“Polytechnics were very important in the society and the issue of strike cannot be ignored.”
The new Minister of Education, Ibrahim Shekarau, on Thursday met with the leadership of the Academic Staff Union of Polytechnics, ASUP.
The polytechnic lecturers embarked on a strike on October 4, 2013 demanding for proper funding of polytechnics and an end to the discrimination of polytechnic graduates in the labour market, amongst other.
On Thursday, the president of ASUP, Chibuzor Asomugha, congratulated the new Minster on his appointment.
Mr. Asomugha, on behalf of the union, expressed its disappointment, having to welcome the new Minster into office while polytechnics were on strike.
“You have been part of education, a teacher at some point in time, and you were also addressed as a Chief Lecturer, which is also something related to polytechnics; so we know you have sympathy for our sector. We are happy that you are here and we say, “Congratulations and welcome.””

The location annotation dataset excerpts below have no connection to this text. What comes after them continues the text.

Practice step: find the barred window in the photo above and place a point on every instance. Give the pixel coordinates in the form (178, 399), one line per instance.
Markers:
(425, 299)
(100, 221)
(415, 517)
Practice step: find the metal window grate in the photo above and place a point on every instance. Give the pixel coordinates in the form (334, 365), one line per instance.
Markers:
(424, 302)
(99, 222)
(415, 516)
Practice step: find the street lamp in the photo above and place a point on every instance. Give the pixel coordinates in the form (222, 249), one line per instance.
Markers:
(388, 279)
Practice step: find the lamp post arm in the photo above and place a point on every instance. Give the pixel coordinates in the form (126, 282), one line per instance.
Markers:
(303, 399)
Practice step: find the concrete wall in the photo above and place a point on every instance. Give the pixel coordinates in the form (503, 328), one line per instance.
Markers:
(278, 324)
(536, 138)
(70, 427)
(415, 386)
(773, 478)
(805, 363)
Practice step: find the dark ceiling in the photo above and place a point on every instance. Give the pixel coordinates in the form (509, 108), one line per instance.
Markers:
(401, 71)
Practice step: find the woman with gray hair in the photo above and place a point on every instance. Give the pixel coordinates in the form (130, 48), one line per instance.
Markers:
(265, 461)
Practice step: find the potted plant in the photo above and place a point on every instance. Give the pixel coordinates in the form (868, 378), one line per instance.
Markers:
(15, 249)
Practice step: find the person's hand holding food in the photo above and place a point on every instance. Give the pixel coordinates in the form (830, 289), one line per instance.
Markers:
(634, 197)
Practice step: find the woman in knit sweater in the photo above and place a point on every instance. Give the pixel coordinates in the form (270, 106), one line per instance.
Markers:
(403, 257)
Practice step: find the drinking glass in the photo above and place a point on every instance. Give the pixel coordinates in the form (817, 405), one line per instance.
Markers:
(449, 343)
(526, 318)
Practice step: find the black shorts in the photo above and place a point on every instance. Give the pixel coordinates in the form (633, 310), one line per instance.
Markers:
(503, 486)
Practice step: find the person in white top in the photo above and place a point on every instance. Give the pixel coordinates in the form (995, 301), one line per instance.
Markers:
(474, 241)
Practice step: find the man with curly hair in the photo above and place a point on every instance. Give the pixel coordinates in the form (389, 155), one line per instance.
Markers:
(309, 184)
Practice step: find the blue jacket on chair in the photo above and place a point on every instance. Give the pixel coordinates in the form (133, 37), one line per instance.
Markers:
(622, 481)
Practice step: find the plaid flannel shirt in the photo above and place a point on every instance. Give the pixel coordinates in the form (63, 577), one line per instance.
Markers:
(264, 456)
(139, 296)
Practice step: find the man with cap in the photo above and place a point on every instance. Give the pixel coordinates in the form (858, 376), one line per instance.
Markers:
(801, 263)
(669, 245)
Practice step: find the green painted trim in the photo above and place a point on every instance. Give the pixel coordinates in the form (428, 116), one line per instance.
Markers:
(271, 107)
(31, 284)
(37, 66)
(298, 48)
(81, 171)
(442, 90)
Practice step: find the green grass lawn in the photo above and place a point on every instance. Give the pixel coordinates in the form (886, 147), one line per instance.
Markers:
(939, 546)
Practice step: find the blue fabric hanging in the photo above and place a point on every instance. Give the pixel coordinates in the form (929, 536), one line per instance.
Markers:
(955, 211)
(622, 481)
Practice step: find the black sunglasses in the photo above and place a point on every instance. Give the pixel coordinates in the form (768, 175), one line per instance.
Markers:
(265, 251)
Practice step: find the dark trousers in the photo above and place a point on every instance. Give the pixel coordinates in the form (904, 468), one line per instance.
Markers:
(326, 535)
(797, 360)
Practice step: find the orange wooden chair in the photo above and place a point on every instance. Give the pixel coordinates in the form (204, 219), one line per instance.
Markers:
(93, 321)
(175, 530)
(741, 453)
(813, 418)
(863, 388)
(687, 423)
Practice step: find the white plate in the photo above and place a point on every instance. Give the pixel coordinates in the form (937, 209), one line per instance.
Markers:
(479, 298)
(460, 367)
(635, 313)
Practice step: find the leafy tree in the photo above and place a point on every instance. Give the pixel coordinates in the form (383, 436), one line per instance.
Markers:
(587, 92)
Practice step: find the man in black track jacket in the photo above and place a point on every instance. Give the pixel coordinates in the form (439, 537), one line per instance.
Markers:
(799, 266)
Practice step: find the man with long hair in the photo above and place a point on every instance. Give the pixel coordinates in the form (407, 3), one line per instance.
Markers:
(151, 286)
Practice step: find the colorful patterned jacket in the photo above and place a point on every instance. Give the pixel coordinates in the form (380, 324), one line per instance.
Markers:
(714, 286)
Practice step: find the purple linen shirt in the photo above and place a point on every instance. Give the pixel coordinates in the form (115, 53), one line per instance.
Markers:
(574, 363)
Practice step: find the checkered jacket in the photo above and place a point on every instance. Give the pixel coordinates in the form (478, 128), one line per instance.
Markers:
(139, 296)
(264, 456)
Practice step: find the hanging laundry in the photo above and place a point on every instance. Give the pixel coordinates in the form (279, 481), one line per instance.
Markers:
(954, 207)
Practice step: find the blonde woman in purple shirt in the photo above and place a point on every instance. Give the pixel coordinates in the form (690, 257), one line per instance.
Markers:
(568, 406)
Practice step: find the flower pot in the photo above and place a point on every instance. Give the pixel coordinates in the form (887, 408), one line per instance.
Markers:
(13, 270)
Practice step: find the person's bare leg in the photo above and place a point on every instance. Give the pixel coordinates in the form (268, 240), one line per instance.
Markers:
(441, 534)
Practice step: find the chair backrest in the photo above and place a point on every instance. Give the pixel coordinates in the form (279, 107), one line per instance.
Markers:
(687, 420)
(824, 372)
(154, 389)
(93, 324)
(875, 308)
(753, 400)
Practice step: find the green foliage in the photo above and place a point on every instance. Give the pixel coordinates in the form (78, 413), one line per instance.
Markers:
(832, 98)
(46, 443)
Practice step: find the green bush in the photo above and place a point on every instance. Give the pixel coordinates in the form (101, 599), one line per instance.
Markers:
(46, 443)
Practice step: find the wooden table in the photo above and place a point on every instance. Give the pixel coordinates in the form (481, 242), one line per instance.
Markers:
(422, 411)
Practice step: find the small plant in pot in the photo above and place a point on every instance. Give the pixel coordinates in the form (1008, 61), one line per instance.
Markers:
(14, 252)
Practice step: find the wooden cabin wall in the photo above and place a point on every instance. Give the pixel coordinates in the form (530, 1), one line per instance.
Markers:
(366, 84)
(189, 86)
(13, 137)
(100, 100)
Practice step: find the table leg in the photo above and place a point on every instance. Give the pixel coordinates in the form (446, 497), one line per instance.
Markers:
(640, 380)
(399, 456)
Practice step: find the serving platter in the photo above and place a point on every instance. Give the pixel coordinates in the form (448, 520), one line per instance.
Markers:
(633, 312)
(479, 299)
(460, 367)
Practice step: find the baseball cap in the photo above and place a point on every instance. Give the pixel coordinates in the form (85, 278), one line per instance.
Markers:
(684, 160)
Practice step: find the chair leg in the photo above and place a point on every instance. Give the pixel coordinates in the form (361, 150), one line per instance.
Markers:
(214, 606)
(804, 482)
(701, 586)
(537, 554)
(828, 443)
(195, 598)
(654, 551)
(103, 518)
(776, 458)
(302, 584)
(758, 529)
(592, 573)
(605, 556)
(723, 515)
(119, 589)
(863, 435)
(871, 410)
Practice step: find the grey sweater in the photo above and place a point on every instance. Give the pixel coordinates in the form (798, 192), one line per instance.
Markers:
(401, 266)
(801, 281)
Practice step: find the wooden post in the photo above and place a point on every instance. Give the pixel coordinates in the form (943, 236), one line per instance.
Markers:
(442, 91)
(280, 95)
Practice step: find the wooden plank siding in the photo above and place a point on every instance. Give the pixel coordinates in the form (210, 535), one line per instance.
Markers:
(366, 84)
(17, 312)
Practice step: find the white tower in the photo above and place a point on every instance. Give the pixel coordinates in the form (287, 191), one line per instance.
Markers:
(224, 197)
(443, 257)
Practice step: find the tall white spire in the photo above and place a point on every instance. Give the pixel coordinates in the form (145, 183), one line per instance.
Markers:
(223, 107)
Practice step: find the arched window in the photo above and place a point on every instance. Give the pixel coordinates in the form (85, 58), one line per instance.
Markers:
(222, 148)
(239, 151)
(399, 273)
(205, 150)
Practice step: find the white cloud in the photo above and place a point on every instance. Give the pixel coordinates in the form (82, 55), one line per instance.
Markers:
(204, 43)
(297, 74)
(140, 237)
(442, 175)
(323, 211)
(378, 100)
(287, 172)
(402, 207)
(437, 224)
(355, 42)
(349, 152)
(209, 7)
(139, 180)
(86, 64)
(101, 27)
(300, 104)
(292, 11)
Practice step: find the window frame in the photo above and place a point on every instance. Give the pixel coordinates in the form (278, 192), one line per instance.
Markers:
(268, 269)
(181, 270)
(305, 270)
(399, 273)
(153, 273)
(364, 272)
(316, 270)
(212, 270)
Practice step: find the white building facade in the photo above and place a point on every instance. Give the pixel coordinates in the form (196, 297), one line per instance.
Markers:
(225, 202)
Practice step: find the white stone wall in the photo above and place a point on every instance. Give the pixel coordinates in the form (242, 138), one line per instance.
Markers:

Mr, Asomugha told the minster that ASUP’s demands were the need for a constitution of the Governing Councils of Federal Polytechnics, the migration of the lower cadres on the CONTISS 15 salary scale, the release of the White Paper on the Visitations to Federal Polytechnics, and the need for the commencement of the Needs Assessment of Nigerian Polytechnics amongst others.
Mr Shekarau in return expressed his gratitude to the union, stating that he would have loved to be welcomed on a very happy note. He noted that polytechnics were very important in the society and therefore the issue of strike could not be ignored.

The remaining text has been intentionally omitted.